Water managers in New Zealand are increasingly using invertebrates to monitor stream health, encouraged by initiatives such as the Ministry for the Environment’s national sampling protocol. But as the use of invertebrates as a monitoring tool becomes more widespread, the limits of our understanding become more of an issue. For example, the macroinvertebrate community index (MCI) was originally developed for assessing organic pollution in Taranaki ring-plain streams. Applying this method to other parts of the country has provided some excellent results, but there are pitfalls. For example, do invertebrate communities respond in the same way to development regardless of stream type or the form of pollution?
Back to basics
Before attempting to answer this question, we decided to take a step back and simply look at what invertebrate communities exist in New Zealand streams and rivers. We didn’t confine the study to any land use or substrate type, but just tried to get a picture of what is out there. We looked at what characterises invertebrate communities and how they compare to our own preconceptions of the invertebrate communities that inhabit certain types of stream. This provides a more objective basis for the next stage of this research: teasing out the catchment variables that mould these communities. A national invertebrate dataset was collated from various studies of North and South Island streams, totalling 697 sites from 26 different studies (by NIWA, Environment Canterbury, and others). We used multivariate analysis to classify the stream communities into categories. Then we compared the categories using MCI and %EPT, indices commonly used to compare pollution tolerance. The latter is the percentage of Ephemeroptera (mayflies), Plecoptera (stoneflies), and Trichoptera (caddisflies.)

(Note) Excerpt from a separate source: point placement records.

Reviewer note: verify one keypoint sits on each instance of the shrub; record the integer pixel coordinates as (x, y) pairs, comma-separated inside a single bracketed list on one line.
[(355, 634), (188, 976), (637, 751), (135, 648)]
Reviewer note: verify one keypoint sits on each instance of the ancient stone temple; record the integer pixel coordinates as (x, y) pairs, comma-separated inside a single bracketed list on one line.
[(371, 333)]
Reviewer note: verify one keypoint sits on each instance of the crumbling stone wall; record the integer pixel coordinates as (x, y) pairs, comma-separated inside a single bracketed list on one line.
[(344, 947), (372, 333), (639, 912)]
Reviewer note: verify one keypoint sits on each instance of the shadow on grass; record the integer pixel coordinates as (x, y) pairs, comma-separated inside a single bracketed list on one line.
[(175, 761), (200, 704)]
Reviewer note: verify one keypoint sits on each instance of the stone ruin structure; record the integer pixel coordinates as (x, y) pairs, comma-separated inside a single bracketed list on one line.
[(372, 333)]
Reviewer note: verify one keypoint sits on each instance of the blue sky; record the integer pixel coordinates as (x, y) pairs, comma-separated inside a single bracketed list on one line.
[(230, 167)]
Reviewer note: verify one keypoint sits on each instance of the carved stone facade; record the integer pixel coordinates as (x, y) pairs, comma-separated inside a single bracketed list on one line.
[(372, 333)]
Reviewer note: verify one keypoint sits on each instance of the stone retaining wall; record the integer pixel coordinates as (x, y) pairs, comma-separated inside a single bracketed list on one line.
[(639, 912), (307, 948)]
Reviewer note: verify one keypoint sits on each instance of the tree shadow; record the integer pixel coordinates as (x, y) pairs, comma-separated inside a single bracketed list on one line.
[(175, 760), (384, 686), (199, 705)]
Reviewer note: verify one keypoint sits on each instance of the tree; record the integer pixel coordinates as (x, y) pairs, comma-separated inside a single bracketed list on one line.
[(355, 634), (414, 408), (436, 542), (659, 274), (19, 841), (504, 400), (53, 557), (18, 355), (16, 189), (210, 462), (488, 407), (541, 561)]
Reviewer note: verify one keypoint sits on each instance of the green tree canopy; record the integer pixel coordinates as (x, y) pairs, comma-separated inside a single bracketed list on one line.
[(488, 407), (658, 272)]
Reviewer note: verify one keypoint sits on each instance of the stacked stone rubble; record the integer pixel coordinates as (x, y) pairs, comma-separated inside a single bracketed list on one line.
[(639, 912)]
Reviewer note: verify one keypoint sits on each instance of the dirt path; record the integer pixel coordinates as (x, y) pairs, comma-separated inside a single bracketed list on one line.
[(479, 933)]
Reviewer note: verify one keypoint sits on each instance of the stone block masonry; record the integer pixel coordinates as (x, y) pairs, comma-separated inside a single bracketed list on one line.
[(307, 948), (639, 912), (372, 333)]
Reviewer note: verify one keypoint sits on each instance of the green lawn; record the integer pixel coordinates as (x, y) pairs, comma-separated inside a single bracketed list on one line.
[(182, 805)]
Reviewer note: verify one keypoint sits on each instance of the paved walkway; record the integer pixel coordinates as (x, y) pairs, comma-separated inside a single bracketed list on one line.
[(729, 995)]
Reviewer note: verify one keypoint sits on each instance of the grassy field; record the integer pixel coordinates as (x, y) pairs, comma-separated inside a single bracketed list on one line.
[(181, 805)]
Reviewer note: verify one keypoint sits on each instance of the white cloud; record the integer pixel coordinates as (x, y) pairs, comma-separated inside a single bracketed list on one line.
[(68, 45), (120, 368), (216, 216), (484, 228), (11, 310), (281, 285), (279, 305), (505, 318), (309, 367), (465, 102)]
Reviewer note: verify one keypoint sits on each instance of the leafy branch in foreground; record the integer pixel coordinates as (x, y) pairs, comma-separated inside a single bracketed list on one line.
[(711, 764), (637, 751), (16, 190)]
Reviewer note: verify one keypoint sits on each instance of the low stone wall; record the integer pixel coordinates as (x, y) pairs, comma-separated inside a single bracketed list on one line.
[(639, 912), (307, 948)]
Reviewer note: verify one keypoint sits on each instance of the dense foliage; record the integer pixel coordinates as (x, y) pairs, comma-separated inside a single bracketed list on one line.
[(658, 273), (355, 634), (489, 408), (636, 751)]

Eight communities identified
We found a clear distinction between invertebrate communities typical of “lowland”, or low-gradient pasture streams, and those typical of “upland”, or high-gradient streams draining mixed land uses. Indicator species for the lowland stream group included snails, sphaerid clams, and seed shrimps, which are most common in slower flowing streams with silt and macrophyte substrates. For the upland streams, indicator species are more typical of swift, cobble streams and rivers (for example, toebiter, spiny mayfly). The distinction of these two groups is supported by the MCI and %EPT, with lower values on average for the lowland streams. This is logical given that both indices reflect community composition. Invertebrate communities were further divided into 8 classes, with classes 1–4 making up the upland group and classes 5–8 the lowland group. The bar graphs (right) illustrate some of the divisions we found.
Upland stream classes
Classes 1 and 2 match the communities we associate with small headwater streams in native bush catchments. Typical representatives include the larvae of mayflies such as Acanthophlebia and Neozephlebia, and the larvae of the caddisfly Orthopsyche. Class 3 included the greatest number of sites (326) and appears to represent the typical cobble-river communities that are so often sought for conventional invertebrate sampling (including the mayfly Deleatidium, elmid beetles, net-spinning caddisfly larvae, and stony-cased caddisfly larvae). Class 4 was a small group of sites with depauperate invertebrate communities (East Cape sites heavily affected by siltation, and Tokoroa samples collected from inhospitable pumice beds).
Lowland stream classes
Classes 5, 6, and 7 had various abundances of stony-cased caddisflies, smooth-cased caddisflies or net-spinning caddisflies, all of which are more typical of upland streams. Thus these classes may include some sites that have the potential to support upland stream communities, but were prevented from doing so by land-use effects. Class 8 communities were typical of lowland streams with invertebrates that are associated with macrophyte beds and low water velocities (for example, snails, worms, and non-biting midges).
Catchment features
Catchment variables can influence invertebrate communities both directly and indirectly. For example, greywacke catchments often have hard, shallow bedrock and steep topography. The rain runs off this ground quickly, producing more severe flood disturbance. Greywacke typically produces cobble-bed streams with swift flow. These features are important drivers of invertebrate habitat. Whether they act directly or indirectly, we want to measure those catchment variables that allow us to predict what invertebrates are likely to live in a stream.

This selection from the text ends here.